L’agenzia aggiudicataria dovrà garantire:
a) L’elaborazione e redazione delle notizie giornalistiche relative alle attività del Consiglio Regionale della Campania;
b) La rapida pubblicazione delle notizie relative al Consiglio Regionale della Campania sui notiziari nazionali e regionali di agenzia;
c) La rapida pubblicazione dei comunicati stampa prodotti dall’ufficio stampa e dalle altre strutture del Consiglio Regionale della Campania sui notiziari nazionali e regionali di agenzia entro e non oltre le due ore dalla diramazione di tali comunicati;
d) L’invio di un redattore in occasione delle attività del Consiglio Regionale della Campania;
e) L’invio di un redattore in occasione di iniziative e attività del Consiglio Regionale della Campania in sedi diverse da quelle regionali;

Ma come: entro 2 ore il comunicato “in rete” e l’obbligo di seguire tutto? Ma il Consiglio regionale della Campania ha bisogno di accedere a news o paga una – anzi 4! – strutture per alimentare il can can mediatico sulla Regione Campania? Secondo me questo bando lede ogni principio deontologico in merito alla libera scelta della struttura giornalistica di stabilire se una cosa “è” o meno una notizia.
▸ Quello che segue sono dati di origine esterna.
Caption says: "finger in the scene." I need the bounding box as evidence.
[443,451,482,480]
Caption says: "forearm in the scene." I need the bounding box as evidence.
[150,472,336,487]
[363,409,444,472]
Cos’accadrà, al collega che lavora per una delle agenzie vincitrici della gara? Chi sarà il suo editore, l’agenzia stessa o il parlamentino regionale campano?

Fantasia al desk

Sono da tempo alla ricerca dell’articolo “definitivo”, ovvero dell’opinione forte e coinvincente che mi faccia capire dove va questo mestiere con la crisi e la carta e il web eccetera eccetera. Clay Shirky ha scritto un lungo articolo tradotto da Internazionale, assolutamente illuminante. Ma non perchè dia risposte più degli altri: stavolta il punto di vista è diverso; Shirlky sostiene che – date queste attuali condizioni – nessuno può sapere oggi qual è il modello di stampa che ci ritroveremo l’indomani.  È la risposta più ottimistica che ho mai sentito finora, sintetizzata così:

Niente lo sostituirà, ma tutto potrebbe sostituirlo. È il momento di sperimentare.

È necessario leggerlo tutto, ricostruire storicamente cos’è successo da quando qualcuno ha detto in redazione: «toh, c’è questo internet che è proprio interessante». Shirky fornisce la risposta che più dovrebbe infondere fiducia ai giovani (con me c’è riuscito).

Nei prossimi decenni il giornalismo sarà fatto di una serie di casi particolari. Molti di questi modelli saranno creati da amatori, ricercatori e scrittori. Altri dipenderanno da sponsorizzazioni, sovvenzioni e donazioni. Molti altri esisteranno grazie a un gruppo di quattordicenni pieni di energia che diffonderanno le notizie.

Molti di questi modelli falliranno. Non sarà un solo esperimento a sostituire quello che stiamo perdendo con la fine del giornali, ma con il tempo l’insieme degli esperimenti che funzionano potrebbe darci il giornalismo di cui abbiamo bisogno.